Girls Rule. Or at Least, they Should Have the Option to

The issue of whether girls are entitled to inherit - be it the throne, a title, or a whacking great pile somewhere in the heart of Berkshire floggable to passing film crews - isn't one that'll affect most of us on a personal level. And yet I still find it shocking that it's taken until 2011 for it to come up as a parliamentary issue.

Primogeniture is once again back in the news - and this time, it's nothing to do with bloody Downton Abbey (I know, I know: I'll get kicked out of the girl club for saying so, but - whisper it - I just don't care about it). Rather, that the chances of Wills and Kate popping out a sprog in the near future (can you say 'popping out a sprog if it's a royal sprog? Is that the sort of thing that passes for treason?) is probably pretty high, and the chances of said sprog (eh. May as well hang for a sheep as a lamb) being a girl are, well...one in two, really, aren't they?

As a result, one of the ongoing consequences of the spring's Royal Wedding - other than a continued and frankly unhealthy interest in the whereabouts, whys and wherefores of Pippa Middleton and the famous bottom - is that a centuries-old custom, usually the sole concern of the landed gentry, has found itself thrust into the spotlight.

The issue of whether girls are entitled to inherit - be it the throne, a title, or a whacking great pile somewhere in the heart of Berkshire floggable to passing film crews - isn't one that'll affect most of us on a personal level. And yet I still find it shocking that it's taken until 2011 for it to come up as a parliamentary issue.

Obviously, primogeniture isn't an issue that's at the top of the priority tree - nor should it be - and it's only come up now because the possibility of an imminent royal baby has forced it. But that doesn't take away from the fact that, at a time when the President of Liberia can be Nobel prize-winning and female, if you've got a nice pile in the wilds of Northumberland, you won't get your mitts on it if your brother happens to be a minute or so older.

Clearly, to those it directly affects, the issue can be a heated one, and if you're the eldest boy in a family then it's in your interests that the status quo remains. But that doesn't mean it's right for things to continue the way they are.

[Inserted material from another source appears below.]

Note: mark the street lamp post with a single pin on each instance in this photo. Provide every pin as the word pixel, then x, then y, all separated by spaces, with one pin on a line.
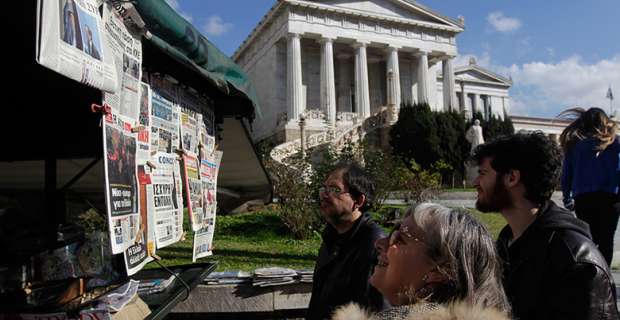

And even before the famous bottom wiggled down the aisle, a survey conducted at the beginning of the year on behalf of aristocrat (and property voyeur) favourite Country Life suggested that attitudes towards the practice have been shifting over time, with more and more landowners feeling it's acceptable not to leave an estate to the eldest child.

I can see there's an argument for wanting to make sure that, when you pass on an estate that's been in family for generations, it's going to stay in one piece, rather than being divvied up into small pieces and lost to the economic winds.

But surely that doesn't mean it needs to go to the eldest boy? What makes boys, and eldest boys in particular, so special? Historically, some parts of the world practised lineal primogeniture - inheritance of the eldest child regardless of sex. And quite honestly, I'm not sure there's a need for an inheritance to go even to the eldest child, as the practice of ultimogeniture - leaving everything to the youngest child - would suggest.

But surely if the priority is keeping whatever you're handing over inside the family, then it should go to the person most capable of looking after it as a going concern, regardless of someone's age or gender. If the IQ of Lord Whatever's three daughters means they wouldn't look out of place on Made in Chelsea, then inherit their baby brother. But, by the same token, the Dowager Duchess of Devonshire hasn't done too badly with the little place she's been running for the past few years - and, one might argue, to a rather higher degree of renown than her uncle, to whom her father's title passed.

You needn't even fear the place drops out of the family name once your clever daughter runs off and gets married - she is quite permitted to keep her own name these days.

Other than it being tradition - of which we English are admittedly so fond - there's no reason at all for it to continue. And given that two of the most successful monarchs we've had have been women, about bloody time too.